Wednesday, July 29, 2009
WEDNESDAY, July 29 (HealthDay News) -- Leisure-time physical activity at a moderately intense level or greater appears to offer more benefit in preventing cancer-related death in men than low-intensity physical activity, according to research published online July 28 in the British Journal of Sports Medicine.
Jari A. Laukkanen, M.D., of the University of Kuopio in Finland, and colleagues analyzed data from 2,560 middle-aged men who were free from a history of cancer at baseline.
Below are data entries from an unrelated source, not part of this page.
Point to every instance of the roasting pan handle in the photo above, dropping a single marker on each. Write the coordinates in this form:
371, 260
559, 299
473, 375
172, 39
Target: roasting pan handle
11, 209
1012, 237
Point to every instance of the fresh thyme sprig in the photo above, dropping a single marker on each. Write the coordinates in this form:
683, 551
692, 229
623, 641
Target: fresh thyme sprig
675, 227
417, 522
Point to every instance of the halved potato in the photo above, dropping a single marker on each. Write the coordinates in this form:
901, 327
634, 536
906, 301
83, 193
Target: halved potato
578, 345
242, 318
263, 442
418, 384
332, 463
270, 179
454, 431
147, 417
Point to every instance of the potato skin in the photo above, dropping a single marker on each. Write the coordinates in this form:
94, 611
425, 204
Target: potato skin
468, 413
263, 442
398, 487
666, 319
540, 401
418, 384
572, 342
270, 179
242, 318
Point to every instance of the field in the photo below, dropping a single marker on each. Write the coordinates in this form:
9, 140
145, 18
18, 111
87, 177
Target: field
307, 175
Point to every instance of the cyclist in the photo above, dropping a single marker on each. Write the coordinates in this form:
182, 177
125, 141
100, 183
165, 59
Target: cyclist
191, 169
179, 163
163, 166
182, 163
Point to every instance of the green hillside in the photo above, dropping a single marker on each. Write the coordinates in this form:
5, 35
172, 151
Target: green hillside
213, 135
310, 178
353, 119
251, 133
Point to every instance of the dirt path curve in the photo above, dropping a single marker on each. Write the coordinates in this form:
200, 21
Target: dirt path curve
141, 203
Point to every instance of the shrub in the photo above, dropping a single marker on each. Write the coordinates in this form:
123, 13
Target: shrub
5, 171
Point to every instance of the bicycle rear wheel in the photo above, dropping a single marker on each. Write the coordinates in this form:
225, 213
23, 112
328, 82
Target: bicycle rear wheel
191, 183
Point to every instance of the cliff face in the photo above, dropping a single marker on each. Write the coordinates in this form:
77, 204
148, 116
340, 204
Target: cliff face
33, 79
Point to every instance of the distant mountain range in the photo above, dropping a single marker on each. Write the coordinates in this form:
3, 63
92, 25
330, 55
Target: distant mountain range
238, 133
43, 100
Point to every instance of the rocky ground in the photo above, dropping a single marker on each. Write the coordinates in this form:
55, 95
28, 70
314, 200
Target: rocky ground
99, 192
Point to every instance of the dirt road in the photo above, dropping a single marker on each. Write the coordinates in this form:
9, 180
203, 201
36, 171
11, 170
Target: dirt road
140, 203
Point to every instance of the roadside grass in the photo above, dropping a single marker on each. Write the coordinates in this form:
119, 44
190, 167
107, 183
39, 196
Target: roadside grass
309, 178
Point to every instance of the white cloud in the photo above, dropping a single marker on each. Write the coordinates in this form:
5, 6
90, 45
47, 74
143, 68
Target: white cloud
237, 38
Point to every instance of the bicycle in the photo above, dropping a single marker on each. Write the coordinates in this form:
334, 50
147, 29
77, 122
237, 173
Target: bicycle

Participants self-reported their leisure-time physical activity over 12 months, and were followed for an average of 16.7 years.
The researchers found that an increase of 1.2 metabolic equivalents of oxygen consumption in mean intensity of leisure-time physical activity was associated with a decrease in cancer mortality (relative risk, 0.85), after adjustment for age, smoking, alcohol consumption, and other factors. The relationship mainly involved gastrointestinal and lung cancers. The authors further note that the intensity of physical activity was related to cancer deaths only in men exercising an average of more than 30 minutes daily.
"In conclusion, this prospective study indicates that the mean intensity of leisure-time physical activity is inversely and independently associated with the risk of premature death from cancer, mainly due to lung and gastrointestinal cancers in men. The intensity of leisure-time physical activity should be at least moderate so that beneficial effect of physical activity for reducing overall cancer mortality can be achieved," Laukkanen and colleagues write.